Here are the User-User based recommendations for Users 2 and 3:

#Test Dataset
x %>% kable(caption = "Test Dataset") %>% kable_styling("striped", full_width = TRUE)
Test Dataset
X Wizard.s.First.Rule Harry.Potter..Series. Twilight..Series. Hitchhiker.s.Guide.to.the.Galaxy Jonathan.Strange.and.Mister.Norrell Master.and.Margarita Lord.of.the.Rings Song.of.Ice.and.Fire Hunger.Games
3 Mariya 4 NA 5 NA 2 5 2 NA 3
5 Irene 4 5 4 4 3 4 NA 5 3
7 Chris 4 4 NA 5 NA NA 5 4 NA
11 Ronny NA 5 5 NA NA NA 3 4 5
14 AndreyM 5 5 2 5 NA 5 5 4 3
15 Sally 5 5 5 5 NA 5 NA 5 3
#Predictions

recc_user_2 <- recc_predicted@items[[2]]
book_user_2 <- recc_predicted@itemLabels[recc_user_2]
book_user_2 %>% kable(caption = "User 2") %>% kable_styling("striped", full_width = FALSE)
User 2
x
Lord.of.the.Rings
recc_user_2 <- recc_predicted@items[[3]]
book_user_2 <- recc_predicted@itemLabels[recc_user_2]
book_user_2 %>% kable(caption = "User 3") %>% kable_styling("striped", full_width = FALSE)
User 3
x
Master.and.Margarita
Twilight..Series.
Hunger.Games

4. Conclusion

Both UBCF with IBCF results appear to be accurate - they both recommend books which users have not preiously read and books that have a high rating.
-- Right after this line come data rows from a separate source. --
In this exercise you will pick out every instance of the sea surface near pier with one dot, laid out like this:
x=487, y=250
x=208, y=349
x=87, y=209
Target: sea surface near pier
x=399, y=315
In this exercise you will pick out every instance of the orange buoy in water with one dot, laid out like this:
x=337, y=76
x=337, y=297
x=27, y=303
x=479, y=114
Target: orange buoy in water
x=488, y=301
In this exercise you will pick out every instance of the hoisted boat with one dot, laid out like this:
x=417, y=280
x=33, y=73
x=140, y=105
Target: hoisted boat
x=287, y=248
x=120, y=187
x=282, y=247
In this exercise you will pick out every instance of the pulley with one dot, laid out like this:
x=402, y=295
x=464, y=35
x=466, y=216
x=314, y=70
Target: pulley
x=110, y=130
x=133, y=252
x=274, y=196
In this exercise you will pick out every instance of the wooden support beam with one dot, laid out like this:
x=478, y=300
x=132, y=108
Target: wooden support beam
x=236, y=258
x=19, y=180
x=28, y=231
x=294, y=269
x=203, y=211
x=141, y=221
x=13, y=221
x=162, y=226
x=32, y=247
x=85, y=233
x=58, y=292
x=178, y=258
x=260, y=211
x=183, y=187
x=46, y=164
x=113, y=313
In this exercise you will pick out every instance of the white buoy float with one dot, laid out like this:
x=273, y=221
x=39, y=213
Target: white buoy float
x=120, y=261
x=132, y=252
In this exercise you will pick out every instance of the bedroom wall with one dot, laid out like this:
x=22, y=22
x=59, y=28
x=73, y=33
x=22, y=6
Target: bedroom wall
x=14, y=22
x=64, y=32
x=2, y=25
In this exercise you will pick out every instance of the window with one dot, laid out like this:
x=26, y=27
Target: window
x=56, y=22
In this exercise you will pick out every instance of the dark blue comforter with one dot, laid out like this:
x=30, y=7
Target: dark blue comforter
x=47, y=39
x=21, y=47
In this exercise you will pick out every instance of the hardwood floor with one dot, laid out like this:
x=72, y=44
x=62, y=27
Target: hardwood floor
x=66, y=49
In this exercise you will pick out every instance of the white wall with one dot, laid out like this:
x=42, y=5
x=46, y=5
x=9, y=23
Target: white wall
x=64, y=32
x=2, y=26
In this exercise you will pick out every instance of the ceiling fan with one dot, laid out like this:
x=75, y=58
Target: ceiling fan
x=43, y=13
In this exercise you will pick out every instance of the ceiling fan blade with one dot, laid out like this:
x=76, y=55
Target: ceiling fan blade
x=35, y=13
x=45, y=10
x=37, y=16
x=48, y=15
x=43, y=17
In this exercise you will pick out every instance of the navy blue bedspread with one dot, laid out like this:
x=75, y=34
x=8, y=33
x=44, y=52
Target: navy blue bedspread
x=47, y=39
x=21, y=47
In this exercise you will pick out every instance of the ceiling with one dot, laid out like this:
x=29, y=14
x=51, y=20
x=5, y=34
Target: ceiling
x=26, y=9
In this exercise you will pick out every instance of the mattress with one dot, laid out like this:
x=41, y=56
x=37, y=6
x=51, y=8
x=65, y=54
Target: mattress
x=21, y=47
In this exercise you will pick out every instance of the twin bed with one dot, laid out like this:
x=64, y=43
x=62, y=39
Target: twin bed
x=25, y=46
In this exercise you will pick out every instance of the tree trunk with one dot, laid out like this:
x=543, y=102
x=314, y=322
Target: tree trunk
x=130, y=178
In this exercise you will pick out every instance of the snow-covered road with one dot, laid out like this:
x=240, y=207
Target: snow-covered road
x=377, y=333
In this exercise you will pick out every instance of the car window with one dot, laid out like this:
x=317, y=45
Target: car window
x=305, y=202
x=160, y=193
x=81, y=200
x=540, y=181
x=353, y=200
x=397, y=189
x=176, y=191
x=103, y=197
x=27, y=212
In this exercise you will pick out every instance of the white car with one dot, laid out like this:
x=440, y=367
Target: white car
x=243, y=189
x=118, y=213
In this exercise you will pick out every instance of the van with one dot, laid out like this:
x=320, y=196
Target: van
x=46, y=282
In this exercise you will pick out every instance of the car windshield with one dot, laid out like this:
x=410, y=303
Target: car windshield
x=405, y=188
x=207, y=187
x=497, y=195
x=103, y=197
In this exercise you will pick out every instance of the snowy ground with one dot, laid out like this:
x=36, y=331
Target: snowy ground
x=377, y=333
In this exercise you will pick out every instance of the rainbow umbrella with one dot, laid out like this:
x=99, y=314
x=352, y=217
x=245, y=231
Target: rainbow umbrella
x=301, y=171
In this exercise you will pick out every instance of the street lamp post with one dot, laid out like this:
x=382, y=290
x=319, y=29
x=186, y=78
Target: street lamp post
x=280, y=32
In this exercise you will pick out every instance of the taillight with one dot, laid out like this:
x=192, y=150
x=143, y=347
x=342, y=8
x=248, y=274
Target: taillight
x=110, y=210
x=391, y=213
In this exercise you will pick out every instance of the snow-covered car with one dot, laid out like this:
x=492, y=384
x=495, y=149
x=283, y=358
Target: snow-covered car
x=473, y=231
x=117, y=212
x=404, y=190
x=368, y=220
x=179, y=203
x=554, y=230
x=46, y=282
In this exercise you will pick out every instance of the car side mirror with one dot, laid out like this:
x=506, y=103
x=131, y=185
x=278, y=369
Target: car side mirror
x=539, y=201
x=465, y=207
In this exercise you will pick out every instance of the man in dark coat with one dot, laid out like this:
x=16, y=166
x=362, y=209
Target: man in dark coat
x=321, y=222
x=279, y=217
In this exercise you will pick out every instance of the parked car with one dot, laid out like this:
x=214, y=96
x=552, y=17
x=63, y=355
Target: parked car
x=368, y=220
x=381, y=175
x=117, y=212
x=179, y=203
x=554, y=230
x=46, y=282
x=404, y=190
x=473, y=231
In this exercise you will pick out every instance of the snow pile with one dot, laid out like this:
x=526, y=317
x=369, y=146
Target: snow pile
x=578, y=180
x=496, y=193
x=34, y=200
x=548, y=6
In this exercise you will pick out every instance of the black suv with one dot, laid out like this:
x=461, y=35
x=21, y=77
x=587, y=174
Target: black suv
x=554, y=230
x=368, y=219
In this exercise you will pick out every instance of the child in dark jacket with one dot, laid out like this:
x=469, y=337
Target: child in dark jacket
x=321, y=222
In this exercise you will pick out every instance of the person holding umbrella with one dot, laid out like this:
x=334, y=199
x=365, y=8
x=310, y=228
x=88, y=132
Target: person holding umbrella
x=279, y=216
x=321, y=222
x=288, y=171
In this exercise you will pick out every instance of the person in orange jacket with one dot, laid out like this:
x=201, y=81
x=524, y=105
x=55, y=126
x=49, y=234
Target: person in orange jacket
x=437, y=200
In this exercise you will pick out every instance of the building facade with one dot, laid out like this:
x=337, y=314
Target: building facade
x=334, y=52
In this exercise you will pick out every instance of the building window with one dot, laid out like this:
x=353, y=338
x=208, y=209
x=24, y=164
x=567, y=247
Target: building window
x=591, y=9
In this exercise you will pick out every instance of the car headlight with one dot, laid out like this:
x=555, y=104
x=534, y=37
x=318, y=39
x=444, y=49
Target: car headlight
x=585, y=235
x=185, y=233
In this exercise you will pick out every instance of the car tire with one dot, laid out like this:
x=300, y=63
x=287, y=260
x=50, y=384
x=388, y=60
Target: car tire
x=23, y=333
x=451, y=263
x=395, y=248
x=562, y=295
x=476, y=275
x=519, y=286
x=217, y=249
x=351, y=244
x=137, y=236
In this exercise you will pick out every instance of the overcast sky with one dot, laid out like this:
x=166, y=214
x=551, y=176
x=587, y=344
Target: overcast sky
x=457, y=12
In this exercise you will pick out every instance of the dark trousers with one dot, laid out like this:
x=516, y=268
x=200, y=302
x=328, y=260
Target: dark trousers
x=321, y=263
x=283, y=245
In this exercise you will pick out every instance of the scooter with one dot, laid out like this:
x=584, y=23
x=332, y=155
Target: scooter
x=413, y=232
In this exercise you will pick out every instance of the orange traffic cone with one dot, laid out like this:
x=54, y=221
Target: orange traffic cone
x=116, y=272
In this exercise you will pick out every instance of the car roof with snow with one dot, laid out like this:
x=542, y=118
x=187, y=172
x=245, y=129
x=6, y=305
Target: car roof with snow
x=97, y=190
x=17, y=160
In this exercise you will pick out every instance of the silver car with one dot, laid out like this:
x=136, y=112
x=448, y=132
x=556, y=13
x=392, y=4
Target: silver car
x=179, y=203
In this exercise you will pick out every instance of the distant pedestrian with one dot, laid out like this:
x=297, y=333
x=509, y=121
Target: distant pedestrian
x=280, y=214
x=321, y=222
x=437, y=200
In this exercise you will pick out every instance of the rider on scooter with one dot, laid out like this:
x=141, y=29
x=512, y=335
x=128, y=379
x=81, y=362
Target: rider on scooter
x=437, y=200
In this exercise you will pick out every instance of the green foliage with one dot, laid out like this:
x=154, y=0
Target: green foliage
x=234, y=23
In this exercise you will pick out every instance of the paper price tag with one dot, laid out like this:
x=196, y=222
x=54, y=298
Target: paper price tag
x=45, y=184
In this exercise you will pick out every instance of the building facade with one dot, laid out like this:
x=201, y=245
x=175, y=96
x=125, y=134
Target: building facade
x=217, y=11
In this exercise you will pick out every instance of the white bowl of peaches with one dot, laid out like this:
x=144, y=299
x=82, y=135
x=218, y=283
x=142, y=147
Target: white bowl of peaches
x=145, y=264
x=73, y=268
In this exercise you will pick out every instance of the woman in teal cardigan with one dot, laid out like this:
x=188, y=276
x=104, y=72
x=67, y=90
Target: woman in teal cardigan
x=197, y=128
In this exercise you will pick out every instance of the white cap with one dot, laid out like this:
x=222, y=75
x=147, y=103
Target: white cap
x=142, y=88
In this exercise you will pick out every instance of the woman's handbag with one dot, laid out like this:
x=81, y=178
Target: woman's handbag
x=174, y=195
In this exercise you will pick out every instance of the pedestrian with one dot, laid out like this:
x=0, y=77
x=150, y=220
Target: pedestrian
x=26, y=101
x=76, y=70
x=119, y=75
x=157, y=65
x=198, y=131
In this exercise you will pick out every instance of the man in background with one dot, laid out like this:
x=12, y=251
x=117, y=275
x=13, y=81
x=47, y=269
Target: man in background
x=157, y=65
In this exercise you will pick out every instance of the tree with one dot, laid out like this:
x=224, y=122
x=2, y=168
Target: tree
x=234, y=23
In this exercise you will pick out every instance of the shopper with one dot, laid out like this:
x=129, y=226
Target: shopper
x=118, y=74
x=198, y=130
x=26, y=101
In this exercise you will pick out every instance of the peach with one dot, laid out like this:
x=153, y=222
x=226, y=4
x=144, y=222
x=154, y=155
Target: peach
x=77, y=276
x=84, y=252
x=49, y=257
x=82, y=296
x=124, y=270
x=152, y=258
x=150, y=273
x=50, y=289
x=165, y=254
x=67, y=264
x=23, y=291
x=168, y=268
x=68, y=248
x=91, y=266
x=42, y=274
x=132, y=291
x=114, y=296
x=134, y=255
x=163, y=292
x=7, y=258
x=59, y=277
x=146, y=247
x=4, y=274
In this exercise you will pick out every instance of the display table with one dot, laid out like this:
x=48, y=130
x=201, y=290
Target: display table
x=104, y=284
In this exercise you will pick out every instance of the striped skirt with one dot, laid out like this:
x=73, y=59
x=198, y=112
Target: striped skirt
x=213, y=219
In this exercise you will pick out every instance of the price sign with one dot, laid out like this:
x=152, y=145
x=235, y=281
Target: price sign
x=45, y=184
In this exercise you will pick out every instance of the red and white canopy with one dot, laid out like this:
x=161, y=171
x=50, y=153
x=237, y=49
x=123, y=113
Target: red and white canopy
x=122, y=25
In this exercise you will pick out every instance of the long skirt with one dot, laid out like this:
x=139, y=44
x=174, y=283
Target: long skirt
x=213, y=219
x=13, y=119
UBCF is agreed to be more accurate for small dataset - so I will conclude that UBCF recommendation are better for my purposes. This project can be further expanded by adding users and increasing the scope beyond fantasy books. It would be interested to see how adding ‘tag’ type data can improve recommendations.